Zero-inflated models allow for frequent zero-valued observations. You observe 100 people at the beach fishing. Click “View data” to see the number of fish each individual catches (reported as fishing_count) below.

View data

fishing_count = c(0, 0, 0, 3, 0, 3, 5, 0, 8, 1,
                  0, 0, 0, 0, 3, 4, 0, 4, 8, 0,
                  0, 0, 4, 0, 0, 6, 4, 0, 4, 0,
                  0, 0, 0, 0, 4, 8, 4, 0, 0, 0,
                  7, 3, 0, 2, 0, 0, 7, 7, 5, 0,
                  0, 0, 7, 6, 0, 3, 0, 0, 0, 5,
                  4, 1, 0, 0, 0, 0, 0, 0, 0, 8,
                  0, 5, 0, 3, 0, 0, 3, 0, 0, 2,
                  0, 5, 0, 7, 7, 0, 1, 0, 2, 7,
                  0, 2, 4, 0, 0, 1, 5, 0, 0, 0)

The data can be described as being generated from a zero-inflated mixture model.

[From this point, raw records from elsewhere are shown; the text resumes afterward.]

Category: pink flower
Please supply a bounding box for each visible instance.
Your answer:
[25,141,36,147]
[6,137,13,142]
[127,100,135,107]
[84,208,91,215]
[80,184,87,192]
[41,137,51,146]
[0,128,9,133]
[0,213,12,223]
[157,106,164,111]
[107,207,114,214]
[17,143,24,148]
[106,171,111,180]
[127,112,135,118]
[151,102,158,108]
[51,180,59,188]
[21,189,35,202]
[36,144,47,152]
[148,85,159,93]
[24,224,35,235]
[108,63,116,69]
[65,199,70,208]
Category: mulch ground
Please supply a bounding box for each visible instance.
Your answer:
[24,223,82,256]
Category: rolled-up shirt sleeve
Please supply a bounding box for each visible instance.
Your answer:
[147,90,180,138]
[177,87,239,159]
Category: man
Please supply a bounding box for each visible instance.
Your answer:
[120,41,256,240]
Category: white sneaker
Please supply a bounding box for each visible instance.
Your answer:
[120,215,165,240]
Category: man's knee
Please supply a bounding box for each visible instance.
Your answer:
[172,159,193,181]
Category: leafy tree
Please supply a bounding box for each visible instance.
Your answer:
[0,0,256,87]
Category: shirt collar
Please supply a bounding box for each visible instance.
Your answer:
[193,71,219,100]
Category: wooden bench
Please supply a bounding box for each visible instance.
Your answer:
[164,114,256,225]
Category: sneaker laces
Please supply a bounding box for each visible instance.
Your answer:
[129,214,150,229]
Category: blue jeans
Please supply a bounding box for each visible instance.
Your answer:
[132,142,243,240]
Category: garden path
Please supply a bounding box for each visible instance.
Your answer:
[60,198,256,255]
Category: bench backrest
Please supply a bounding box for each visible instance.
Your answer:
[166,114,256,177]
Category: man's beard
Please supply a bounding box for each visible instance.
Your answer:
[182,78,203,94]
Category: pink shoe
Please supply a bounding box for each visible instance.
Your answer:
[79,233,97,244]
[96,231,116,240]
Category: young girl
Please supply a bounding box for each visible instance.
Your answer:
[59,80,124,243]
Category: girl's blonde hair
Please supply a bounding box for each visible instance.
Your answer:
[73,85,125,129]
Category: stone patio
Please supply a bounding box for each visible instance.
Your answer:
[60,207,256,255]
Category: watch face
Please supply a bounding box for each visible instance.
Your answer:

Let be the number of fish an individual catches at the beach,

\[ \begin{aligned} p(Y_i = 0) &= p +(1 - p)e^{-\lambda}\\ p(Y_i = y_i) &= \frac{(1-p) \lambda ^ {y_i} e^{-\lambda}}{y_i!}, ~y_i = 1, 2, 3, \ldots \end{aligned} \]

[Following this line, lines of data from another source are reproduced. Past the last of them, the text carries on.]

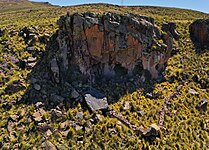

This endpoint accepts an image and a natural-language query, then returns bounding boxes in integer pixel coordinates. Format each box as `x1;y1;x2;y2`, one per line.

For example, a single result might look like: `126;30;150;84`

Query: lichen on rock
26;12;178;105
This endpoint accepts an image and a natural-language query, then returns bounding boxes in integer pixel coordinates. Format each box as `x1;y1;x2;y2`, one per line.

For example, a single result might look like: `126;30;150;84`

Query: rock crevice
49;12;177;83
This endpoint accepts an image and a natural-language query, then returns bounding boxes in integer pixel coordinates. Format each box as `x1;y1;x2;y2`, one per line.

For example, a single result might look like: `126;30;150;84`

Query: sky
33;0;209;13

Assume observations \(Y_1, \ldots, Y_{100}\) are independent.

Write down the log-likelihood and visualize the log-likelihood as a function of \(p\) while fixing \(\lambda = 5\). Repeat for \(\lambda = 4\) (on the same plot).
Based on your plot, which value of \(\lambda\) is more likely? Assuming these \(\lambda\) are sufficiently close to the true \(\lambda\), what is (approximately) the MLE of \(p\) based on your plot?
Can you find a closed form solution for \(\hat{\lambda}_{MLE}, \hat{p}_{MLE}\)? Why or why not?

Solution 2

\[ \log \left(p(Y_i = 0)^{57}\prod_{i = 1}^{43} p(Y_i = y_i) \right) = \\ 57 \log p(Y_i = 0) + \sum_{i = 1}^{43} \log p(Y_i = y_i) \]

where

\[ \begin{aligned} p(Y_i = 0) &= p + (1-p) e^{-\lambda}\\ p(Y_i = y_i) &= \frac{(1 - p)\lambda^{y_i}e^{-\lambda}}{y_i!}, \ \ y_i = 1, 2, 3, \ldots \end{aligned} \]

sum(fishing_count == 0)
fishing_subset = fishing_count[fishing_count != 0 ]
length(fishing_subset) # sanity check

probYzero = function(p, lambda) {
  prob1 = log(p + ((1 - p) * exp(-lambda)))
  return(57 * prob1)
}

likelihood = function(p, lambda) {
  total = 0
  for (i in seq_along(fishing_subset)) {
    total = total +
      (log(1 - p) + (fishing_subset[i] * log(lambda)) - lambda) -
      log(factorial(fishing_subset[i]))
  }
  return(probYzero(p, lambda) + total)
}
ggplot() +
  xlim(c(0.0, 1)) +
  geom_function(fun = likelihood, args = list(lambda = 8)) +
  geom_function(fun = likelihood,
                args = list(lambda = 4),
                col = "red") +
  theme_bw() +
  labs(x = "p", y = "log-likelihood")

\(\lambda = 4\) is more likely.
\(\hat{p}_{MLE} \approx 0.5\).

Take the gradient and set equal to zero. Two equations and two unknowns, but you cannot isolate \(\hat{\lambda}\) when taking the derivative with respect to \(\lambda\). No closed form solution, need to solve numerically, e.g. with Newton’s method.